Tuesday, November 12, 2013

The Working Wife

This week has been an odd one for me so far. Work has been good. Home has been good. House is clean. Husband is happy. Kitty is happy. Everything is good. But I have been struggling with something this week... and I struggle with it from time to time.

I want to be a homemaker. A stay-at-home-wife. I want to cook and clean and have dinner on the table at the end of the day before it feels too late to eat. I want to get up and do grocery shopping in the morning. I want to get some bigger cleaning projects done that I know will take several hours. I want to start couponing.

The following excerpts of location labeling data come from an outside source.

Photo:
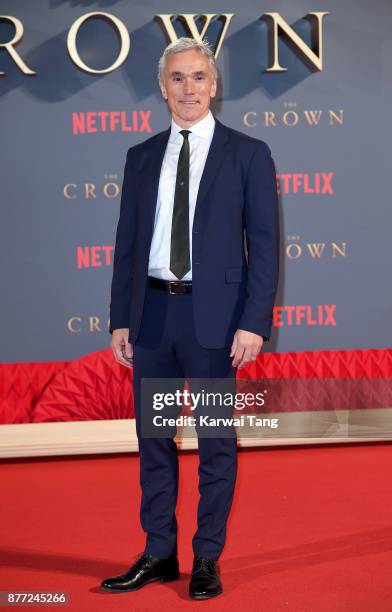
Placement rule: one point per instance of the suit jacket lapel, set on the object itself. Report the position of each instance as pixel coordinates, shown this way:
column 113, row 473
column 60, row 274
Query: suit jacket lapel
column 152, row 173
column 214, row 160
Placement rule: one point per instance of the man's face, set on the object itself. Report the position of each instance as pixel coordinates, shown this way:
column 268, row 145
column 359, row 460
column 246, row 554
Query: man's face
column 188, row 86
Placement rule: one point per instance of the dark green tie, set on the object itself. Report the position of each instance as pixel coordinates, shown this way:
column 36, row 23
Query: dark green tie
column 180, row 262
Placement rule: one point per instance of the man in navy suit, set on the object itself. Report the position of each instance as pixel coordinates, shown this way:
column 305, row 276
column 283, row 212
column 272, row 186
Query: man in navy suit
column 195, row 275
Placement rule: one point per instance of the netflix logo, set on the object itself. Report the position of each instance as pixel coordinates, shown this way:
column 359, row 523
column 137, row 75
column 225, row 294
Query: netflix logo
column 320, row 314
column 306, row 183
column 97, row 256
column 111, row 121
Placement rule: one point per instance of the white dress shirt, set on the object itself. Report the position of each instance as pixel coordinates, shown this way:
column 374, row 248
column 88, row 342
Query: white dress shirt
column 199, row 144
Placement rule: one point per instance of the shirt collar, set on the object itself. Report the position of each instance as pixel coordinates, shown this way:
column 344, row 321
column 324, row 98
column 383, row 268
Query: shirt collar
column 202, row 129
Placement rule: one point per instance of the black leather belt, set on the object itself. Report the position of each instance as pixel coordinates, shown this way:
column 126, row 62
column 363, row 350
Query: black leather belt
column 173, row 287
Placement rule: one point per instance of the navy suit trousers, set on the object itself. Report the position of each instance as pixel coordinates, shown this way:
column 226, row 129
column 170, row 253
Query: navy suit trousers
column 166, row 347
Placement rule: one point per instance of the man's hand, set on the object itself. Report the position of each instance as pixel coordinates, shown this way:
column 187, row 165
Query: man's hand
column 246, row 346
column 122, row 349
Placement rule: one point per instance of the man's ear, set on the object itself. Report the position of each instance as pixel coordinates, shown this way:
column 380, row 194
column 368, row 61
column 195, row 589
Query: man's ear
column 163, row 89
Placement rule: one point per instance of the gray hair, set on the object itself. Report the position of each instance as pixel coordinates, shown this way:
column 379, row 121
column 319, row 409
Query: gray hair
column 185, row 44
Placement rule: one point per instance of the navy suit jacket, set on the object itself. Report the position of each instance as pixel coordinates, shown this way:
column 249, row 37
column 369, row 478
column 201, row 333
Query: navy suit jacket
column 235, row 238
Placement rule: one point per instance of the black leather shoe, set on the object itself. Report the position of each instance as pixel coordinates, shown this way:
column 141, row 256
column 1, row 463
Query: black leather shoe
column 145, row 570
column 205, row 581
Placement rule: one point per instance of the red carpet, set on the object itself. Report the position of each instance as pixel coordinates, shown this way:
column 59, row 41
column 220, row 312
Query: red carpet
column 310, row 529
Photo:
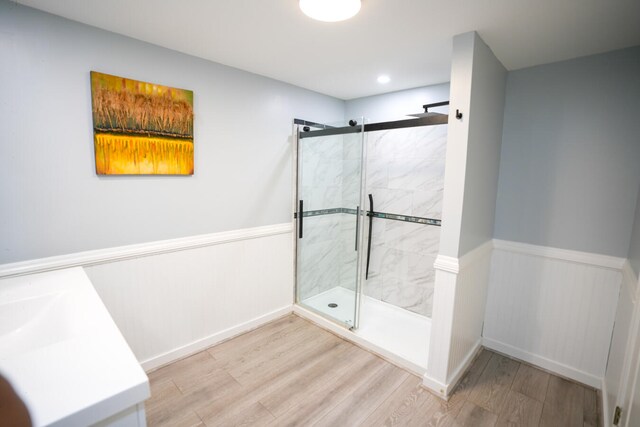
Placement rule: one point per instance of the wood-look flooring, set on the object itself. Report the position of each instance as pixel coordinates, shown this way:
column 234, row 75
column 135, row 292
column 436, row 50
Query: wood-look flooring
column 293, row 373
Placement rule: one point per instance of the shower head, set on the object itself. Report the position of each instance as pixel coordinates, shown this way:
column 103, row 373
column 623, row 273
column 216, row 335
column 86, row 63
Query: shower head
column 426, row 110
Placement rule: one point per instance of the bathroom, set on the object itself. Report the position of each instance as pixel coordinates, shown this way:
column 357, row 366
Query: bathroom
column 515, row 191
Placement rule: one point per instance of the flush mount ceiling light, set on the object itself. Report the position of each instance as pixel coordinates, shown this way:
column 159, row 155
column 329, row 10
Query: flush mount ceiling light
column 330, row 10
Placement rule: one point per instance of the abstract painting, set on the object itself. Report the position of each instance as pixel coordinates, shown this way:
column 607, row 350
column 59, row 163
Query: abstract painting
column 141, row 128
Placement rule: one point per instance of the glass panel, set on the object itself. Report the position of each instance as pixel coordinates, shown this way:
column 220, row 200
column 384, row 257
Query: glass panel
column 329, row 185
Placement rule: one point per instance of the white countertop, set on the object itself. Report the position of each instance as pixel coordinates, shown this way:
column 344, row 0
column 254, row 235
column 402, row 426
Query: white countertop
column 62, row 351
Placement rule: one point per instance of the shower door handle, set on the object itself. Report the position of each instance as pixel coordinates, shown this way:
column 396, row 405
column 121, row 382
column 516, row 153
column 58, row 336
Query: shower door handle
column 300, row 216
column 366, row 275
column 357, row 225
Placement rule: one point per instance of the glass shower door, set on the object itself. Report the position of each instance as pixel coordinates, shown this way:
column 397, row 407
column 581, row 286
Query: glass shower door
column 329, row 221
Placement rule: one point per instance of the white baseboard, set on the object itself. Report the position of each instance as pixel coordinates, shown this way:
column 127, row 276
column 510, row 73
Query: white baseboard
column 444, row 390
column 199, row 345
column 550, row 365
column 599, row 260
column 439, row 389
column 121, row 253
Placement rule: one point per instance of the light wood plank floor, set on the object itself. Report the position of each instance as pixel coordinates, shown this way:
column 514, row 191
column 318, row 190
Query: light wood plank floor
column 293, row 373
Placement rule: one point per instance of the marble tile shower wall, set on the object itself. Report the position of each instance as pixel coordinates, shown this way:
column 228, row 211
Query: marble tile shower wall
column 329, row 176
column 405, row 174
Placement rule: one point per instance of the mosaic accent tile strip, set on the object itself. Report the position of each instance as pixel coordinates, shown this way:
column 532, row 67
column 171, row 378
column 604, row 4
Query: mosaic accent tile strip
column 382, row 215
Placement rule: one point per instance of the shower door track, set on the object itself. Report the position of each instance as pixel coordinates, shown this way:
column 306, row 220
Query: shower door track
column 435, row 119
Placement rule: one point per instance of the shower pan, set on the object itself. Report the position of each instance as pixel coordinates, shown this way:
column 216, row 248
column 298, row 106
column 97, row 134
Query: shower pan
column 367, row 220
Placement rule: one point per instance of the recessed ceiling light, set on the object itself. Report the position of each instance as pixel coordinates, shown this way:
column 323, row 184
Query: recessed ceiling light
column 330, row 10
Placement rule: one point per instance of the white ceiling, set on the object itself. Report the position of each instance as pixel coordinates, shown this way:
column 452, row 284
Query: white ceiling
column 410, row 40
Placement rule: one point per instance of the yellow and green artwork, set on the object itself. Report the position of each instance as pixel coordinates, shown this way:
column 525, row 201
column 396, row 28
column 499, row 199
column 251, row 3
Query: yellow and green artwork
column 141, row 128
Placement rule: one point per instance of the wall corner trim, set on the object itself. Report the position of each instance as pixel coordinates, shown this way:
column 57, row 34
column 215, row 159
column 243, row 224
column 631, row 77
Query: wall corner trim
column 120, row 253
column 604, row 261
column 455, row 265
column 630, row 281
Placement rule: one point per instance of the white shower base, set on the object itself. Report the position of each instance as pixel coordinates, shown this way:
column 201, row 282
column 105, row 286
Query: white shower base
column 391, row 331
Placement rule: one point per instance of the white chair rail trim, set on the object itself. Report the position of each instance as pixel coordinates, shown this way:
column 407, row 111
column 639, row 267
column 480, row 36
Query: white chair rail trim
column 102, row 256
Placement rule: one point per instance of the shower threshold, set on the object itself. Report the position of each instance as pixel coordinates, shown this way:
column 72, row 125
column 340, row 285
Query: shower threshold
column 397, row 334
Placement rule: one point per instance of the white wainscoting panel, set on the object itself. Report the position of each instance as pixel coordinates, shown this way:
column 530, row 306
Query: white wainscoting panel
column 169, row 304
column 470, row 305
column 553, row 308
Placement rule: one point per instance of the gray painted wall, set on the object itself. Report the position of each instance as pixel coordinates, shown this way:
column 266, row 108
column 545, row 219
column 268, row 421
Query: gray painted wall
column 634, row 246
column 570, row 165
column 52, row 202
column 396, row 105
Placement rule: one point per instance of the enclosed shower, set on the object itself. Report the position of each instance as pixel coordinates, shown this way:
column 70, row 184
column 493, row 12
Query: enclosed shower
column 368, row 215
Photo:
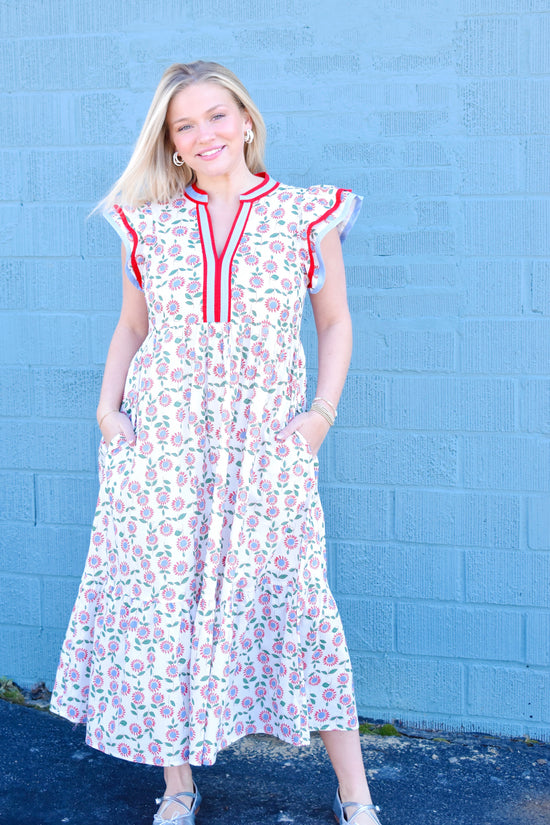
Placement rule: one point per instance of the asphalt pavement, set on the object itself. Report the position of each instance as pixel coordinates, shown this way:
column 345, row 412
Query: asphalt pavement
column 48, row 776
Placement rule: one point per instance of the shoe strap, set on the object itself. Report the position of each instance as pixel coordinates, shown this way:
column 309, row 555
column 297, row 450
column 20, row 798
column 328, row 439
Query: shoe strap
column 361, row 808
column 175, row 799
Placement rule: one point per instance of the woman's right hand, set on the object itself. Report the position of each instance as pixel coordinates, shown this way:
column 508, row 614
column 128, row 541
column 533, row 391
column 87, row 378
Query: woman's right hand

Instead of all of those things, I go and sit at a desk all day dreaming about our little apartment and my husband and our kitten. I go home at the end of the day and squeeze in cooking a quick dinner (Emeals- woot woot!), put up my feet for a little while, maybe manage to clean the litter box and do some dishes, and then go to bed. That's my every day.

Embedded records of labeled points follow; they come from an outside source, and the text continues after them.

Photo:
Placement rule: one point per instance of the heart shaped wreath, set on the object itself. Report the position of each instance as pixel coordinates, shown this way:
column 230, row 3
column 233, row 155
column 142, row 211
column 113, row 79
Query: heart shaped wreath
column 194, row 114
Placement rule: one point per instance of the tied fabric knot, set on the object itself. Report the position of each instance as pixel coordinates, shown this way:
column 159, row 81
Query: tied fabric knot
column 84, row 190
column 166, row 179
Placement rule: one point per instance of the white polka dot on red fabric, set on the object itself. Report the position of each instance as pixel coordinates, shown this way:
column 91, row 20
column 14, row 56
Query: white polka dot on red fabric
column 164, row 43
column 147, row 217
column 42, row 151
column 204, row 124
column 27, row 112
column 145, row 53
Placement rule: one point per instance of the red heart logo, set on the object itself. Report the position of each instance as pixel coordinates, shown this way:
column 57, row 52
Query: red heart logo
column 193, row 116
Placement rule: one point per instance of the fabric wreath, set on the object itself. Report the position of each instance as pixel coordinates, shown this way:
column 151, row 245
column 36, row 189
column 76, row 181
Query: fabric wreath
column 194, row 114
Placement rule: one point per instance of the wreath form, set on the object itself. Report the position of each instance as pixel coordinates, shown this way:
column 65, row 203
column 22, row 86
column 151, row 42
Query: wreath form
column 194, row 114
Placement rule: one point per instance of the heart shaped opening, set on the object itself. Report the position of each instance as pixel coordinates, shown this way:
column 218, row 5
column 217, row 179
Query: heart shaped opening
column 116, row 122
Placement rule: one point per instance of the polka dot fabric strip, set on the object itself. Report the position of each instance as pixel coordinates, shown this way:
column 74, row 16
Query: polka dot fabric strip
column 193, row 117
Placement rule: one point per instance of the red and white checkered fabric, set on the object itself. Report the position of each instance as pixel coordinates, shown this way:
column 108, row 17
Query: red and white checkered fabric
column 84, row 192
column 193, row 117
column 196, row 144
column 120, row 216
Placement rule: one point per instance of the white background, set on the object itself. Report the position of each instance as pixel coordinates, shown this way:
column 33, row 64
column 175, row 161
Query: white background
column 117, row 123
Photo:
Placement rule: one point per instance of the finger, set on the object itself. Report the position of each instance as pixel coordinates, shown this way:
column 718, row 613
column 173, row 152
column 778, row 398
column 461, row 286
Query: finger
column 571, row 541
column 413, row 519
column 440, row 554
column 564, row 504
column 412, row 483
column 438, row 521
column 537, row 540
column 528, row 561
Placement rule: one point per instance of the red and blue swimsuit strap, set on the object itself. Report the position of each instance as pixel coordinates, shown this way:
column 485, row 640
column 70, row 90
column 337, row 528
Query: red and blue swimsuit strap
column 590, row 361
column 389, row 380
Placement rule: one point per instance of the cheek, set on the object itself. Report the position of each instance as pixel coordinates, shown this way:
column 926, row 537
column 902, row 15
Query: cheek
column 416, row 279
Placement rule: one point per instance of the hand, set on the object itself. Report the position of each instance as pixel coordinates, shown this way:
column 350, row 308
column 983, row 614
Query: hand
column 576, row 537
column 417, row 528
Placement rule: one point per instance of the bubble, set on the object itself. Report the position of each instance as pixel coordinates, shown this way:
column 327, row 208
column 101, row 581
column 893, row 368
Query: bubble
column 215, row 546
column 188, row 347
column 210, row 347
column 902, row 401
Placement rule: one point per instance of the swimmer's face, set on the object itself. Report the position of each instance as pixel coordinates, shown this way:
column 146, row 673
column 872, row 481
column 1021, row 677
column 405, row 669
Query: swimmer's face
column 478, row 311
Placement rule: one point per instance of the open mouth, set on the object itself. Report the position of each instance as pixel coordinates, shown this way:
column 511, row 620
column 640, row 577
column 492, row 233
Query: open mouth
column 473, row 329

Most weeks, I don't dwell on this. Don't get me wrong - I am so blessed to be in a position that I can get my husband through school. I'm so happy he chose me and that we are on this path together. I'm so dumbfounded when I truly realized just how much God has blessed us with everything we have that I'm sometimes left speechless.

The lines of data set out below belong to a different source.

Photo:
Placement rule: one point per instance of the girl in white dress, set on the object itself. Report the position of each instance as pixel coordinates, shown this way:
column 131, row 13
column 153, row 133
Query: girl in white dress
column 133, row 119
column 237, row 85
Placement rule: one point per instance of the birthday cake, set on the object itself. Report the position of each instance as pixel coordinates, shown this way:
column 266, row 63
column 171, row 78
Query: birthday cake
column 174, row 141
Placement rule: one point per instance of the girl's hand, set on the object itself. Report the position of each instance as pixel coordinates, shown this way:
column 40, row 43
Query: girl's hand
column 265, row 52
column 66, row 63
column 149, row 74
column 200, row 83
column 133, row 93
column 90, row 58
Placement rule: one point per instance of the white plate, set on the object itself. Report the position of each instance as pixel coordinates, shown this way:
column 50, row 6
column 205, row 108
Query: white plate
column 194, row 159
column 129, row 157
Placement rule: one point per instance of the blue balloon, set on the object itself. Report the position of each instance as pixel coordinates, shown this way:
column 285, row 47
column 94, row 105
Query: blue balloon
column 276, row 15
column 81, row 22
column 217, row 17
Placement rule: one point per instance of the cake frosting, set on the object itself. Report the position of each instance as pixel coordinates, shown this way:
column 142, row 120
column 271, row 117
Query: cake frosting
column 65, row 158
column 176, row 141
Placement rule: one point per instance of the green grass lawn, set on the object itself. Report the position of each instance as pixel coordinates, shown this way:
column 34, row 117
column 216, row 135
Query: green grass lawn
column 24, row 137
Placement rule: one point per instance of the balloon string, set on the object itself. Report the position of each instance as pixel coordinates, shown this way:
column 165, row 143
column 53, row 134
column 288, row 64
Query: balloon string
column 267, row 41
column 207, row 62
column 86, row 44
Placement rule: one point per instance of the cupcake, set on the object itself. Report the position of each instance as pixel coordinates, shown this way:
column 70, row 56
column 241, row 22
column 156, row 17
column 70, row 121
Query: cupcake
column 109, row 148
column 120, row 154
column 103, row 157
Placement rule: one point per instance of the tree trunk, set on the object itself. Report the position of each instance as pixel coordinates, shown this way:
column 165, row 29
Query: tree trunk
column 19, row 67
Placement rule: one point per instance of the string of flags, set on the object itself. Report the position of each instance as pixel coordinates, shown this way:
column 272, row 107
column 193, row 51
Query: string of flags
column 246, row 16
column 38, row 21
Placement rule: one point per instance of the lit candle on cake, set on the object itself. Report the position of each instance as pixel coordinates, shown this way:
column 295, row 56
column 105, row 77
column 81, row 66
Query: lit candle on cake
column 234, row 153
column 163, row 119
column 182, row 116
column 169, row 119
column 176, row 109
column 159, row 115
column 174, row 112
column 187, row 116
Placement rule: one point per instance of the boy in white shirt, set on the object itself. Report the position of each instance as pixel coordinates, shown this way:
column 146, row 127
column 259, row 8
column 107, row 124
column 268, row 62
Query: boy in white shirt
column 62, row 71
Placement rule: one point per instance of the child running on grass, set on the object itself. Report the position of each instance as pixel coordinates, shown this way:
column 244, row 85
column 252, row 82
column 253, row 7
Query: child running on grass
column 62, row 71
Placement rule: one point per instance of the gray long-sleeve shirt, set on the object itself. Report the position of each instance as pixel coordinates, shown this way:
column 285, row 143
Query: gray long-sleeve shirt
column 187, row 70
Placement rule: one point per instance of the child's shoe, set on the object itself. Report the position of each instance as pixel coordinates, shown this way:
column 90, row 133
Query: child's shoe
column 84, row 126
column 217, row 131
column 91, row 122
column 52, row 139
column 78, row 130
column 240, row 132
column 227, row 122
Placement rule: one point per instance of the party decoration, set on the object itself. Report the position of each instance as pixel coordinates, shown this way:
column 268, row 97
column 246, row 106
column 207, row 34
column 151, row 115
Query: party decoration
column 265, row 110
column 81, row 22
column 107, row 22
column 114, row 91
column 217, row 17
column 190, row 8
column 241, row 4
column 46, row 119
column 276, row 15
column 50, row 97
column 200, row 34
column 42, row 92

Sometimes though, I just can't shake that desire that seems to be ingrained in me. And maybe, maybe it will happen someday.

I'm thankful that I have a husband who would support me either way. He would love for me to be a stay-at-home-wife but he is totally cool with me being a working woman, too. We are both passionate about me being home full-time once we have children, though. I try to keep a realistic perspective and understand that things may not go that way. God may have other plans that don't match my plans.

One thing I do know for sure is that I'm thankful for my job. I am thankful for the people I work with and the small intricate details God worked out for me to be here. I will probably never fully understand His ways, but I know His ways are perfect.

It's funny, the challenges we have faced with my working full time and Alex being in school full time were not necessarily the challenges we thought we would face. It just goes to show that not everything is predictable. This whole journey has been a lot of guessing which door is the best to walk through without getting to peak first. As we approach Alex's April graduation (which is coming fast!), we are faced once again with several doors. There are a variety of options of what could be next, but it's truly impossible to choose without God leading us.

I guess I'm saying all of this to really say, that even when things are necessarily your idea of ideal, God still blesses, provides, and nurtures. He still loves unconditionally, and he helps when you are down. What I thought wasn't ideal turned into my life, my version of normal. I am a working wife putting her husband through grad school. And I'm SO thankful. But he's graduating in 5 months! Then what? Who knows! But what I do know is that God provides in very mysterious ways, and He seems to be opening many potential opportunities up for my husband.

If I can't get the house as clean as I want it, can't get the various projects done, can't get started couponing - that's really okay; it's not what I was really called to do. I was called to love the Lord, love and respect my husband and follow his leading our family. I think this "odd" week so far has been God's gentle reminder of those things. I knew this little nudging in my mind wasn't just so I could go around feeling discontent, this little discontented feeling was my humanness trying to take over.

All that said, I welcome advice! All you seasoned wives out there who have juggled working full-time yet somehow managing to be a domestic goddess - how do YOU do it?? I would love to share tips and tricks and learn and grow from other women! Thank GOD He calls us to be in fellowship!